Kim Fazackerley

Personal information
- Born: 16 February 1967 (age 58) Hobart, Tasmania, Australia
- Batting: Right-handed
- Bowling: Right-arm medium-fast
- Role: Bowler
- Relations: Erin Fazackerley (niece)

International information
- National side: Australia (1992–1996);
- Test debut (cap 123): 19 February 1992 v England
- Last Test: 8 February 1996 v New Zealand
- ODI debut (cap 68): 19 January 1992 v New Zealand
- Last ODI: 4 February 1996 v New Zealand

Domestic team information
- 1985/86–1990/91: Tasmania
- 1991/92–1993/94: Australian Capital Territory
- 1994/95–1996/97: Queensland

Career statistics
| Competition | WTest | WODI | WFC | WLA |
| Matches | 3 | 9 | 16 | 54 |
| Runs scored | 14 | 14 | 342 | 727 |
| Batting average | – | 7.00 | 22.80 | 21.38 |
| 100s/50s | 0/0 | 0/0 | 0/1 | 0/2 |
| Top score | 14* | 8* | 56* | 52 |
| Balls bowled | 438 | 436 | 2,035 | 1,828 |
| Wickets | 3 | 9 | 28 | 60 |
| Bowling average | 30.66 | 19.33 | 22.07 | 22.21 |
| 5 wickets in innings | 0 | 0 | 1 | 0 |
| 10 wickets in match | 0 | 0 | 0 | 0 |
| Best bowling | 2/58 | 3/18 | 5/42 | 4/36 |
| Catches/stumpings | 0/– | 1/– | 6/– | 14/– |
- Source: CricketArchive, 2 February 2021

= Kim Fazackerley =

Australian cricketer (born 1967)

Kim M Fazackerley (born 16 February 1967) is an Australian former cricketer who played primarily as a right-arm medium fast bowler.
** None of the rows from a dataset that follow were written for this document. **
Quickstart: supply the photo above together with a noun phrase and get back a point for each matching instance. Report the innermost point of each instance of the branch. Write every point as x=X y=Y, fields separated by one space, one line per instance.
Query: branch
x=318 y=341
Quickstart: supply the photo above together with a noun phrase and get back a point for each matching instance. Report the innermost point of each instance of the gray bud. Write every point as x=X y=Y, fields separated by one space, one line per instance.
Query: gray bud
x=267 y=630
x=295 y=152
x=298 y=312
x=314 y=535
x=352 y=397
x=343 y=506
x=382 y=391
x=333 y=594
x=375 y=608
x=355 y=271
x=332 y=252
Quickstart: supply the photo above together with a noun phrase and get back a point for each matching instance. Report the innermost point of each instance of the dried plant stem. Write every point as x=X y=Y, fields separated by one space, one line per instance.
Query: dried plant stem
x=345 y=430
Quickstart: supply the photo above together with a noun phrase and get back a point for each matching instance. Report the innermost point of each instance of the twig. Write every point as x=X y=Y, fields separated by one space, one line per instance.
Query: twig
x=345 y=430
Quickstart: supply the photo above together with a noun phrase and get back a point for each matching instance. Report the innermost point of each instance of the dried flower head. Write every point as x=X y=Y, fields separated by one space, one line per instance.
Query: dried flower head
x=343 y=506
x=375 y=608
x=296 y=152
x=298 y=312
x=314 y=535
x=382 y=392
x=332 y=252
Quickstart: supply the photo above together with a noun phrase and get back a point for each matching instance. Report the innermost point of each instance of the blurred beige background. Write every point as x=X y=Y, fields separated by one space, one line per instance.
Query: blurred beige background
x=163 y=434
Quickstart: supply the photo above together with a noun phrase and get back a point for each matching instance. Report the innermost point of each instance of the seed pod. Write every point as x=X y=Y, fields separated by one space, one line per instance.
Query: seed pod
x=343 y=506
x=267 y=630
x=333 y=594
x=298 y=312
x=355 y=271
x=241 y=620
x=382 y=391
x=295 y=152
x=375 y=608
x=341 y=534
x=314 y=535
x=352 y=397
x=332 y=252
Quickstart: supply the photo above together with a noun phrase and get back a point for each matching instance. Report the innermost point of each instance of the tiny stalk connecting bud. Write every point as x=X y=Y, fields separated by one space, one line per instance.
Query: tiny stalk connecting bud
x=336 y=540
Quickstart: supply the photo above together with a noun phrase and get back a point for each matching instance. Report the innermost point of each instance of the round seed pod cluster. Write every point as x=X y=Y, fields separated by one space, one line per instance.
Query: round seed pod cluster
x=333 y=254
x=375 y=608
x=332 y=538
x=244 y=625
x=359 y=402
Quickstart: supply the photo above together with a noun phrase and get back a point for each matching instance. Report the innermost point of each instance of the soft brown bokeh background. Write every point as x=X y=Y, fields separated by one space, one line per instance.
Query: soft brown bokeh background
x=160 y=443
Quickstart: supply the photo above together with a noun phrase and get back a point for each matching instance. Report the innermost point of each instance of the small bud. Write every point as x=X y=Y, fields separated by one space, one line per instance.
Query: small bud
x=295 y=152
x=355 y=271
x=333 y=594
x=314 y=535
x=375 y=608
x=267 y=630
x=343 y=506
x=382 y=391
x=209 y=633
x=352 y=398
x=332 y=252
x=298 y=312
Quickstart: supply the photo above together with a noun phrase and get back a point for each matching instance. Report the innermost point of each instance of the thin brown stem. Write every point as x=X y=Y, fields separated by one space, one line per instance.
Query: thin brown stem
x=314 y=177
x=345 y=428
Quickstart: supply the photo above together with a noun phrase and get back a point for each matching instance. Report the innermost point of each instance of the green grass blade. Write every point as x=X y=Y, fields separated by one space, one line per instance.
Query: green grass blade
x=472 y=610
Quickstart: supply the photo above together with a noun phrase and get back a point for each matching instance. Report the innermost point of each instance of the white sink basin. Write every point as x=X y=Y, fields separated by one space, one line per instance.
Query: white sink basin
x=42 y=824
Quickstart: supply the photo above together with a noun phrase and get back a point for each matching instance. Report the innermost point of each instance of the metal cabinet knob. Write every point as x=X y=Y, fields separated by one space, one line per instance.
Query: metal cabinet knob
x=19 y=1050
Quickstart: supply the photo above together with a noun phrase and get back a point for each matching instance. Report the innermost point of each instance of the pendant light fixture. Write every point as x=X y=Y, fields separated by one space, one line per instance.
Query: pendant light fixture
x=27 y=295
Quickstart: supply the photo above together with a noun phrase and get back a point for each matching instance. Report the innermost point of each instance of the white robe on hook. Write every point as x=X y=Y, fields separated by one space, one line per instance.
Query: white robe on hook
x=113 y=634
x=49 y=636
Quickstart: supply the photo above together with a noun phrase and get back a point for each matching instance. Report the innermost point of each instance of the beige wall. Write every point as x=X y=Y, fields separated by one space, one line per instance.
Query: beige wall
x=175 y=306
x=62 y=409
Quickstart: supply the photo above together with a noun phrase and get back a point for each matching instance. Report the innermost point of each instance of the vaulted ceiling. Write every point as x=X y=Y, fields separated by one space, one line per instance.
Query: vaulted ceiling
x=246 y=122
She appeared in three Test matches and nine One Day Internationals for Australia between 1992 and 1996. She played domestic cricket for Tasmania, Australian Capital Territory and Queensland.

Fazackerley was the first Tasmanian woman to play for Australia. Her niece, Erin Fazackerley, is also a cricketer, having played in the Women's Big Bash League and the Women's National Cricket League.